Cryopreservation of tendon tissue using dimethyl sulfoxide combines conserved cell vitality with maintained biomechanical features.

Biomechanical research on tendon tissue evaluating new treatment strategies to frequently occurring clinical problems regarding tendon degeneration or trauma is of expanding scientific interest. In this context, storing tendon tissue deep-frozen is common practice to collect tissue and analyze it under equal conditions. The commonly used freezing medium, phosphate buffered saline, is known to damage cells and extracellular matrix in frozen state. Dimethyl sulfoxide, however, which is used for deep-frozen storage of cells in cell culture preserves cell vitality and reduces damage to the extracellular matrix during freezing. In our study, Achilles tendons of 26 male C57/Bl6 mice were randomized in five groups. Tendons were deep frozen in dimethyl sulfoxide or saline undergoing one or four freeze-thaw-cycles and compared to an unfrozen control group analyzing biomechanical properties, cell viability and collagenous structure.

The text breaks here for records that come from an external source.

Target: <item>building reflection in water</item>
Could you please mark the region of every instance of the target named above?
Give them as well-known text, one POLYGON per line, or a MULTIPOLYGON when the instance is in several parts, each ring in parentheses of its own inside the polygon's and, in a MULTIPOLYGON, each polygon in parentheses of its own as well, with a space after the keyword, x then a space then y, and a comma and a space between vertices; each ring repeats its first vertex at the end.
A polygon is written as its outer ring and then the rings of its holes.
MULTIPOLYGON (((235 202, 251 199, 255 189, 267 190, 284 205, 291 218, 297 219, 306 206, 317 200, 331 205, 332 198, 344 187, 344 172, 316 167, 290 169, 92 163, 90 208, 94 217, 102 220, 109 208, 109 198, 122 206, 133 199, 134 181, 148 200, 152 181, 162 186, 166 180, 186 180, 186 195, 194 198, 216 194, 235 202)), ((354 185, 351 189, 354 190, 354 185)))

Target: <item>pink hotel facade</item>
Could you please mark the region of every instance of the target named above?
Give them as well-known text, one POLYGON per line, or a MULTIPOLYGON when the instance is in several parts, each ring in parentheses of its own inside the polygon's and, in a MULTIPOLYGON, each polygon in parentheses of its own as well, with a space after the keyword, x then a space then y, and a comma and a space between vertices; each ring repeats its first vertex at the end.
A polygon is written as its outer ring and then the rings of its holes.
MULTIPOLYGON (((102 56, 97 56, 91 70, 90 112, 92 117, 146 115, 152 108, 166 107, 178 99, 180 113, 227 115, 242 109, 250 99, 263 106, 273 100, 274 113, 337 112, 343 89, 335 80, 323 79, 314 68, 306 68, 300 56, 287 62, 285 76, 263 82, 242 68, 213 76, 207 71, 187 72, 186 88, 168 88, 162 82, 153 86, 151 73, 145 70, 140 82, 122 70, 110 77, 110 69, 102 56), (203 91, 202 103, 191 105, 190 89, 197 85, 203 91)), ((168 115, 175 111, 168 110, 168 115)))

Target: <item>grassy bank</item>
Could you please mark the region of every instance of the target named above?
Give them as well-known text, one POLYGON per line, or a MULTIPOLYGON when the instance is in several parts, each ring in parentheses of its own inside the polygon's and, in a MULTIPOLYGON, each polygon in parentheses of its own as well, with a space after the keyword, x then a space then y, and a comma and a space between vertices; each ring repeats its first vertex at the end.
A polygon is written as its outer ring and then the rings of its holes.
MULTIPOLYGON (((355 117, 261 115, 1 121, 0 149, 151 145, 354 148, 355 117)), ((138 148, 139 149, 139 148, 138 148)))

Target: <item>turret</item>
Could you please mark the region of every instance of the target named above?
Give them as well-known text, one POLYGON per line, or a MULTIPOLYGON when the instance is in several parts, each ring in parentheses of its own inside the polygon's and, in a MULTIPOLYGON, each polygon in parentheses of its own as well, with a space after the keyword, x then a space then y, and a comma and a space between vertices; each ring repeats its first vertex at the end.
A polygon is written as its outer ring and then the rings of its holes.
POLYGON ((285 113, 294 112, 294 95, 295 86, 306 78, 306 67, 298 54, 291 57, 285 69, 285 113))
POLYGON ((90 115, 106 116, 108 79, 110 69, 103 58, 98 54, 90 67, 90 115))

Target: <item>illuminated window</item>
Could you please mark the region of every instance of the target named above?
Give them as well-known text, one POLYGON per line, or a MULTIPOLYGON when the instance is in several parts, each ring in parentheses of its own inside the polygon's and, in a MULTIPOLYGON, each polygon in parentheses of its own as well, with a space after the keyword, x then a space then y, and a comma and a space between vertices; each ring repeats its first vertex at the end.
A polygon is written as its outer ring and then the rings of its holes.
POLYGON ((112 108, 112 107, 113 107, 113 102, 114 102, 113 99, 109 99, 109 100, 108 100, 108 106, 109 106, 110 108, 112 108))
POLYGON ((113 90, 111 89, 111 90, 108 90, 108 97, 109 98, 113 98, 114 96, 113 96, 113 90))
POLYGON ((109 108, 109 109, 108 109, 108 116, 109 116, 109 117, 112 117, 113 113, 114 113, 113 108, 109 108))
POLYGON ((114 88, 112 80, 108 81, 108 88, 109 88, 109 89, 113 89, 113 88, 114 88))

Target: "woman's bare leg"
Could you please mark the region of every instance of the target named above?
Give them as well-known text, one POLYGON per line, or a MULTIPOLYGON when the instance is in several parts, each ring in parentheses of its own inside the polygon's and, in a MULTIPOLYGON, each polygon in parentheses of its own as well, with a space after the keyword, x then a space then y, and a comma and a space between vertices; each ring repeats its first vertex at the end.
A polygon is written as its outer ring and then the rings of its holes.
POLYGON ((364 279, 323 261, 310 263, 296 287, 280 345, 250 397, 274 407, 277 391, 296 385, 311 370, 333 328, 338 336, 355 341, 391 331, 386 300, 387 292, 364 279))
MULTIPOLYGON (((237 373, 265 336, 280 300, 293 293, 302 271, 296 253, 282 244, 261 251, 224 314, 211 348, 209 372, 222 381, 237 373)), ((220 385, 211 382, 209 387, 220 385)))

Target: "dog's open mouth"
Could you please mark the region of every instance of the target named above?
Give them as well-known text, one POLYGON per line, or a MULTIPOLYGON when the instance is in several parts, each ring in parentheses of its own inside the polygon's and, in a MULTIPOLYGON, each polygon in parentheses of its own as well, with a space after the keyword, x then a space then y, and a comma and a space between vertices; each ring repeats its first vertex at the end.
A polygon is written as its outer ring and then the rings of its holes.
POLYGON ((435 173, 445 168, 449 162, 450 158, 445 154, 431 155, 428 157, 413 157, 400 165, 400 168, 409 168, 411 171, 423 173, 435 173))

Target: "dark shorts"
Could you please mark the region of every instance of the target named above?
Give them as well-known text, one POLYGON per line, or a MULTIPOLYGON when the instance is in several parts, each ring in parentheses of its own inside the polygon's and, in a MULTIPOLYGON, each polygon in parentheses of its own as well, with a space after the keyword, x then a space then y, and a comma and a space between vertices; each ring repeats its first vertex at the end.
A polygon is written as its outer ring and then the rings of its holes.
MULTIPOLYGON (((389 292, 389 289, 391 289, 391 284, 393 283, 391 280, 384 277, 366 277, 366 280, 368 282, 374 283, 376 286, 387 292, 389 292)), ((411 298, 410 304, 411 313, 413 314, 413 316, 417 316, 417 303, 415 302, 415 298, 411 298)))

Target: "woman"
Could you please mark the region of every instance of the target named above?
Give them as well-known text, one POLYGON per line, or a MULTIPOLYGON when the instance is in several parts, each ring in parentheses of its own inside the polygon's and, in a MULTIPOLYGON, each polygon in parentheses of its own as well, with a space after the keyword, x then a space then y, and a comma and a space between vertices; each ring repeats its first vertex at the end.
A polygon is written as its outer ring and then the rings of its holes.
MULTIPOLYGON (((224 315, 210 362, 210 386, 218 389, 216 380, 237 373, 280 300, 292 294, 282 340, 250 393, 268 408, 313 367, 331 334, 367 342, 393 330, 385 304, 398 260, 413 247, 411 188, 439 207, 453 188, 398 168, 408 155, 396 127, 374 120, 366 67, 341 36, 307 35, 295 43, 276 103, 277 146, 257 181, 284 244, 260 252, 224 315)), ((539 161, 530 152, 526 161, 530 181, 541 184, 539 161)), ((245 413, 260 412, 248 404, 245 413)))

In electron microscopy, collagen fibrils of tendons frozen in saline appeared more irregular in shape, while dimethyl sulfoxide preserved the collagenous structure during freezing. In addition, treatment with dimethyl sulfoxide preserved cell viability visualized with an MTT-Assay, while tendons frozen in saline showed no remaining metabolic activity, indicating total destruction of cells during freezing. The biomechanical results revealed no differences between tendons frozen once in saline or dimethyl sulfoxide. However, tendons frozen four times in saline showed a significantly higher Young's modulus over all strain rates compared to unfrozen tendons. In conclusion, dimethyl sulfoxide preserves the vitality of tendon resident cells and protects the collagenous superstructure during the freezing process resulting in maintained biomechanical properties of the tendon.